The Confucius Institute For Ireland is a cultural forum; a place where Chinese culture meets Western culture within a purpose-built setting, tailored to facilitate exchange.
This principle informs and underpins the design approach to create a building that is inclusive, belonging to both cultures. The design solution gives physical expression to the ideals of cultural sharing and exchange. Fundamental to the design is a careful consideration of form and language for the new building to give an appropriate identity that makes reference to forms and arrangements found in many examples of traditional Chinese architecture. We believe this needs to be judged carefully in order to respect tradition and culture but to acknowledge too that this is a new building that reflects a contemporary sensibility, not a piece of historicist architecture. We believe the building should reflect contemporary culture and create a place where culture can be studied and reflected upon as a constantly evolving condition. In this respect the building has an open and timeless character not overly focussed on one point in history or one cultural reference but with an open attitude to history and culture.

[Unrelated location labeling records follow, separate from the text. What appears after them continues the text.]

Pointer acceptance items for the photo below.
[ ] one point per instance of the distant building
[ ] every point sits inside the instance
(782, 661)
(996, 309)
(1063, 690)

The ground floor of the building is conceived as an open forum, very much connected to the experience of the landscape immediately outside. The space is laid out to en- courage walking; a sense of exploration and discovery. Functional accommodation is laid out around the perimeter of the square plan to enable natural lighting and natural ventilation of the spaces. At the centre of the square plan is another square; a courtyard open to the sky and the elements. This space accords with the cultural principle of ‘leaving the middle empty’ and provides calmness and serenity at the heart of the ground floor. The open space brings daylight and fresh air to the circulation, exhibition and informal meeting spaces that are laid out adjacent to the lecture theatre, canteen and the array of learning spaces.
The consequence is a series of interior spaces arranged to ensure the natural environment is always near and available. The principle of an open space at the centre of a building is common in traditional Chinese architecture. The central courtyard is typical of both secular and temple architecture and is often conceived as an open or outdoor room rather than an expansive space as more commonly found in western courtyard typologies. The proposal is influenced by Chinese courtyards and by cloisters found in western architecture, where learning and contemplation are often linked with the ritual of walking. This circulation strategy of movement around the central space is continued on the upper levels so the interior elevations of the courtyard are continually active and animated.